We complain because we are fearful or feeling hopeless or because it has become habit. If our griping is because of fear, let’s tackle the problem that causes it. If it is simply routine, let’s change it!

 Jon Gordon’s book, The No Complaining Rule: Positive Ways to Deal with Negativity at Work, is written for the world of commerce, but speaks to us as individuals as well. Gordon prohibits complaining in the workplace except under solution-focused circumstances. Workers are discouraged from griping to someone who is not able to correct the problem. Instead, they are encouraged to take their concerns to someone who can make a change and to always bring with their complaint one or two possible solutions. For this system to work, the whole company must develop a culture of welcoming employee input as a means for improvement. When businesses implement his recommendations, Gordon has found that the business morale and productivity both improve substantially.

Couldn’t we adopt the same rule in all our life?

Becoming more conscious of our tendency to complain would be the first step. If what we are complaining about is unfixable, we should work toward acceptance of life’s difficulties and concentrate on our blessings.

In fact, Gordon lists 5 things we can do instead of complain:

  • Practice gratitude – If you are focusing on gratitude, negativity can’t settle in.
  • Praise others – Focus on what they are doing right and if you must correct them, make sure you give them at least 3 times as many compliments as criticisms.
  • Focus on success – Keep track daily of your moments of accomplishment. Write them down.
  • Pray and meditate – Studies show these practices reduce stress, boost energy, and promote health.
  • Let go – “God, grant me the serenity to accept the things I cannot change; the courage to change the things that I can; and the wisdom to know the difference.” Reinhold Niebuhr

“Courage to change the things I can.” If what we want to complain about is fixable, we should only complain to someone who can make a difference AND we must be willing to propose alternatives and work toward a solution.

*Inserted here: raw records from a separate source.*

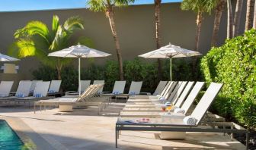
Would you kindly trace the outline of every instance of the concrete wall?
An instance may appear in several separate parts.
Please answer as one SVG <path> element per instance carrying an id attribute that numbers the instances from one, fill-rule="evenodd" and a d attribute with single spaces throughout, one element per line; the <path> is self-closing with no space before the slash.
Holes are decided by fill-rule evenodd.
<path id="1" fill-rule="evenodd" d="M 162 45 L 171 44 L 188 49 L 194 48 L 196 14 L 191 11 L 183 11 L 180 3 L 164 4 L 162 6 Z M 235 8 L 235 7 L 233 7 Z M 242 18 L 241 32 L 244 30 L 245 10 Z M 137 55 L 154 50 L 155 24 L 154 5 L 133 5 L 115 8 L 115 20 L 120 40 L 123 60 L 131 60 Z M 2 12 L 0 13 L 0 52 L 5 53 L 14 41 L 13 34 L 26 25 L 28 21 L 41 20 L 51 27 L 53 15 L 56 14 L 62 22 L 66 18 L 79 15 L 85 21 L 85 30 L 76 33 L 75 37 L 86 36 L 91 38 L 95 48 L 111 53 L 113 56 L 96 58 L 95 63 L 103 64 L 106 60 L 116 60 L 114 43 L 108 20 L 102 12 L 94 13 L 88 9 L 71 9 L 38 11 Z M 204 15 L 202 25 L 200 51 L 205 54 L 210 49 L 213 27 L 213 15 Z M 223 13 L 220 24 L 219 45 L 223 43 L 226 35 L 226 13 Z M 74 38 L 74 39 L 75 39 Z M 96 61 L 97 60 L 97 61 Z M 77 64 L 76 60 L 74 61 Z M 82 61 L 82 67 L 88 63 Z M 39 62 L 34 58 L 24 58 L 17 62 L 20 65 L 22 80 L 31 79 L 30 70 L 36 68 Z M 1 79 L 0 80 L 4 80 Z"/>

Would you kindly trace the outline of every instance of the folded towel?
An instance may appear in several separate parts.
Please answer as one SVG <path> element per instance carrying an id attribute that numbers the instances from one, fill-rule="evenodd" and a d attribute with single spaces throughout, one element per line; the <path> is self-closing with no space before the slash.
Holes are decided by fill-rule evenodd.
<path id="1" fill-rule="evenodd" d="M 136 95 L 136 93 L 134 92 L 130 92 L 129 94 L 131 95 Z"/>
<path id="2" fill-rule="evenodd" d="M 118 91 L 114 91 L 114 92 L 113 92 L 113 94 L 114 94 L 114 95 L 118 95 L 118 94 L 119 94 L 119 92 L 118 92 Z"/>
<path id="3" fill-rule="evenodd" d="M 16 97 L 18 97 L 18 98 L 24 98 L 25 97 L 25 95 L 22 93 L 18 93 L 18 94 L 16 94 Z"/>
<path id="4" fill-rule="evenodd" d="M 184 114 L 185 111 L 184 109 L 178 108 L 174 109 L 174 113 Z"/>
<path id="5" fill-rule="evenodd" d="M 50 93 L 53 93 L 53 92 L 55 92 L 55 91 L 54 90 L 49 90 L 49 92 Z"/>
<path id="6" fill-rule="evenodd" d="M 165 106 L 171 106 L 171 103 L 170 102 L 165 102 Z"/>
<path id="7" fill-rule="evenodd" d="M 3 98 L 3 97 L 7 97 L 8 96 L 8 95 L 6 94 L 0 94 L 0 97 Z"/>
<path id="8" fill-rule="evenodd" d="M 164 97 L 159 97 L 159 98 L 158 98 L 160 101 L 165 101 L 165 98 L 164 98 Z"/>
<path id="9" fill-rule="evenodd" d="M 196 125 L 197 119 L 192 117 L 191 116 L 187 116 L 183 119 L 183 122 L 184 122 L 187 125 Z"/>
<path id="10" fill-rule="evenodd" d="M 34 97 L 36 97 L 36 98 L 41 98 L 43 97 L 43 95 L 41 94 L 34 94 Z"/>

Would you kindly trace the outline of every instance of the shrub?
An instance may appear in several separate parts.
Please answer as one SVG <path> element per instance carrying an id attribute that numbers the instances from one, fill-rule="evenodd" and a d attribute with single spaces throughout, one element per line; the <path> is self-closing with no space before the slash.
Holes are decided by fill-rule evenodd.
<path id="1" fill-rule="evenodd" d="M 216 111 L 256 129 L 256 30 L 213 48 L 201 61 L 206 81 L 223 83 Z"/>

Here’s Gordon’s suggestions for how to break a habit of complaining:

  • The But → Positive Technique. You’ve just let a complaint slip out so you add, “but..” and then a positive thought or action. My hay fever is driving me crazy, BUT I’m grateful I can take an antihistamine when I get home. I’m so bored at work, BUT if I ask for more responsibility I’ll feel more challenged.
  • Focus on “Get To” instead of “Have To.” Pay attention to our blessings instead of our stresses. “I HAVE to go to work” drags our energy down, but “I GET to support my loved ones” brings meaning to our morning.
  • Turn Complaints into Solutions. Let’s eliminate mindless complaining and promote justified complaining – identifying a problem and moving toward a solution.

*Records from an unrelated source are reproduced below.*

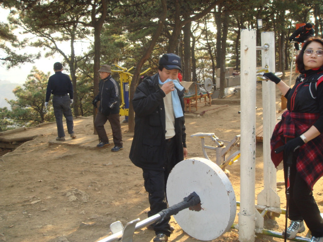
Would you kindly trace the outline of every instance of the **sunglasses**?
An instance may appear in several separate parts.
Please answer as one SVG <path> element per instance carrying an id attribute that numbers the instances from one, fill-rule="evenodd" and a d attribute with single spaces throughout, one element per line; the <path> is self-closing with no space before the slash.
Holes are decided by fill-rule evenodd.
<path id="1" fill-rule="evenodd" d="M 306 55 L 311 55 L 314 50 L 311 49 L 306 49 L 304 51 L 304 53 Z M 317 49 L 315 50 L 315 54 L 317 56 L 323 56 L 323 50 Z"/>

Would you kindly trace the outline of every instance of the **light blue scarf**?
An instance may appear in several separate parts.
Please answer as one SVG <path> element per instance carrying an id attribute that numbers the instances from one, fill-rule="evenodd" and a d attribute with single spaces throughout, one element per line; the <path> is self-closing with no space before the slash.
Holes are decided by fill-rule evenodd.
<path id="1" fill-rule="evenodd" d="M 182 91 L 184 89 L 184 87 L 180 84 L 178 81 L 177 80 L 167 79 L 164 82 L 162 82 L 159 77 L 158 77 L 159 80 L 159 85 L 163 86 L 163 85 L 167 82 L 173 81 L 175 87 L 179 89 L 180 91 Z M 180 98 L 178 96 L 177 93 L 177 90 L 176 89 L 174 91 L 172 91 L 172 102 L 173 102 L 173 109 L 174 109 L 174 112 L 175 115 L 175 117 L 180 117 L 184 116 L 183 113 L 183 109 L 182 109 L 182 106 L 181 105 L 181 101 L 180 101 Z"/>

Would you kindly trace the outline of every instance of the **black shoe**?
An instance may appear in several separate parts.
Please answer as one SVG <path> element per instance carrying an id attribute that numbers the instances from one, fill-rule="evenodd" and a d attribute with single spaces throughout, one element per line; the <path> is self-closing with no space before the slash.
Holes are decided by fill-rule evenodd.
<path id="1" fill-rule="evenodd" d="M 123 146 L 115 146 L 112 149 L 111 149 L 111 151 L 113 151 L 114 152 L 116 152 L 117 151 L 119 151 L 119 150 L 123 150 Z"/>
<path id="2" fill-rule="evenodd" d="M 152 239 L 154 242 L 166 242 L 168 240 L 168 236 L 164 233 L 158 233 Z"/>
<path id="3" fill-rule="evenodd" d="M 150 224 L 147 226 L 147 229 L 149 230 L 154 230 L 153 228 L 153 226 L 152 225 Z M 175 230 L 175 228 L 174 228 L 173 226 L 171 225 L 171 233 L 173 233 L 173 231 Z"/>
<path id="4" fill-rule="evenodd" d="M 98 148 L 103 147 L 103 146 L 106 146 L 109 145 L 110 143 L 108 142 L 100 142 L 99 144 L 96 145 L 96 147 Z"/>

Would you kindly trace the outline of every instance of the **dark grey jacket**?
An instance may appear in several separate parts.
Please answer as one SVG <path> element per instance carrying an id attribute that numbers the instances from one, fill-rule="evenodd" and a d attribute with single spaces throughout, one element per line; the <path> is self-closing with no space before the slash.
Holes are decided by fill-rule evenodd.
<path id="1" fill-rule="evenodd" d="M 162 170 L 166 158 L 166 116 L 163 98 L 166 95 L 158 85 L 159 74 L 144 79 L 132 99 L 135 115 L 135 133 L 129 158 L 137 166 L 144 169 Z M 176 89 L 184 111 L 185 89 Z M 186 147 L 184 116 L 175 118 L 176 160 L 173 166 L 184 159 Z"/>

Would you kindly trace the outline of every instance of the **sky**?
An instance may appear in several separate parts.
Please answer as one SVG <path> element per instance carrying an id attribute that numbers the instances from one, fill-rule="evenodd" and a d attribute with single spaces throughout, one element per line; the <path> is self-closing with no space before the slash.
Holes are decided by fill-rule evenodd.
<path id="1" fill-rule="evenodd" d="M 7 22 L 7 17 L 9 14 L 9 11 L 8 10 L 0 8 L 0 22 Z M 17 33 L 16 33 L 17 34 Z M 81 48 L 75 48 L 76 52 L 77 49 L 84 49 L 84 44 Z M 69 43 L 66 43 L 65 46 L 62 47 L 62 45 L 60 47 L 62 48 L 64 51 L 66 53 L 70 53 Z M 51 74 L 53 74 L 53 66 L 56 62 L 62 62 L 63 61 L 63 56 L 59 54 L 56 54 L 55 56 L 51 57 L 45 58 L 43 57 L 43 54 L 46 52 L 42 49 L 39 48 L 34 48 L 28 47 L 20 51 L 20 53 L 38 53 L 40 51 L 42 53 L 42 56 L 40 59 L 36 59 L 34 61 L 34 63 L 26 63 L 21 65 L 20 67 L 10 68 L 8 70 L 6 65 L 2 65 L 0 64 L 0 80 L 6 81 L 13 83 L 18 83 L 22 84 L 24 83 L 27 79 L 27 77 L 30 74 L 30 71 L 34 66 L 37 69 L 41 71 L 44 73 L 47 74 L 49 72 Z M 76 54 L 80 54 L 76 53 Z M 63 70 L 63 73 L 69 74 L 68 71 Z"/>
<path id="2" fill-rule="evenodd" d="M 7 17 L 9 13 L 9 10 L 0 8 L 0 21 L 7 22 Z M 30 47 L 23 50 L 22 52 L 37 52 L 40 50 L 41 50 Z M 53 74 L 52 69 L 54 63 L 62 60 L 62 58 L 60 58 L 59 56 L 55 57 L 53 58 L 42 57 L 40 59 L 36 60 L 34 64 L 25 64 L 20 67 L 11 68 L 9 70 L 6 68 L 5 65 L 0 65 L 0 80 L 13 83 L 23 84 L 26 81 L 27 76 L 30 74 L 30 71 L 34 66 L 45 73 L 51 72 Z"/>

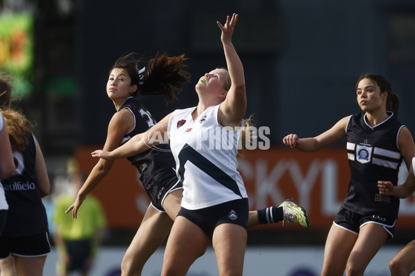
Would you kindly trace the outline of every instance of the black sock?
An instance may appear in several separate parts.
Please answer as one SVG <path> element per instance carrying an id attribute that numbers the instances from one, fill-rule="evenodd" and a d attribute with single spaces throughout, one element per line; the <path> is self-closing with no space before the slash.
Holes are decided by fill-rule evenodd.
<path id="1" fill-rule="evenodd" d="M 282 207 L 269 207 L 257 212 L 259 224 L 273 224 L 284 219 Z"/>

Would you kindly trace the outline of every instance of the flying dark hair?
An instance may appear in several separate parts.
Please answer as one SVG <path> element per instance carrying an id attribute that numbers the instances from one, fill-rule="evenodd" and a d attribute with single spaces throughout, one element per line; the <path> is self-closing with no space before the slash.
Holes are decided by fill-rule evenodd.
<path id="1" fill-rule="evenodd" d="M 186 59 L 184 54 L 169 57 L 165 53 L 157 53 L 145 63 L 138 54 L 132 52 L 117 59 L 109 72 L 114 68 L 125 70 L 131 79 L 131 85 L 138 86 L 134 97 L 164 95 L 169 103 L 176 98 L 174 92 L 180 92 L 183 84 L 190 81 L 190 74 L 183 70 Z"/>
<path id="2" fill-rule="evenodd" d="M 369 79 L 374 81 L 380 88 L 380 92 L 387 92 L 387 97 L 386 99 L 386 110 L 391 111 L 394 115 L 398 117 L 398 109 L 399 108 L 399 97 L 392 92 L 392 86 L 386 79 L 385 77 L 378 74 L 367 73 L 362 74 L 356 82 L 356 89 L 358 89 L 359 82 L 363 79 Z"/>

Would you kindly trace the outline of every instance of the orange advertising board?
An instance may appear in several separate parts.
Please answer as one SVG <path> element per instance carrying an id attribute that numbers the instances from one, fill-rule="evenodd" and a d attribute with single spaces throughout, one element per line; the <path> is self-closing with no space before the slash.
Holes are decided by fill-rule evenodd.
<path id="1" fill-rule="evenodd" d="M 91 152 L 100 146 L 80 147 L 75 152 L 82 172 L 89 173 L 98 159 Z M 239 159 L 239 171 L 248 193 L 250 210 L 279 206 L 295 199 L 308 213 L 313 228 L 329 228 L 347 190 L 350 170 L 343 148 L 316 152 L 301 152 L 285 148 L 249 150 Z M 403 174 L 403 178 L 406 176 Z M 127 159 L 120 159 L 93 193 L 102 202 L 109 226 L 137 228 L 149 200 L 137 170 Z M 302 229 L 296 224 L 279 224 L 258 227 Z M 400 201 L 396 228 L 415 228 L 414 197 Z"/>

I want to be a joyful person, the kind whose company gives pleasure to others and whose attitude demonstrates an appreciation for the life, grace, and gifts God bestows.

 There’s no room for negative complaining in a quest for Joy.

 Blessings on your complaint-less week!

Betty Arrigotti

 To read more:

Gordon, Jon (2008). The No Complaining Rule: Positive Ways to Deal with Negativity at Work. John Wiley & Sons.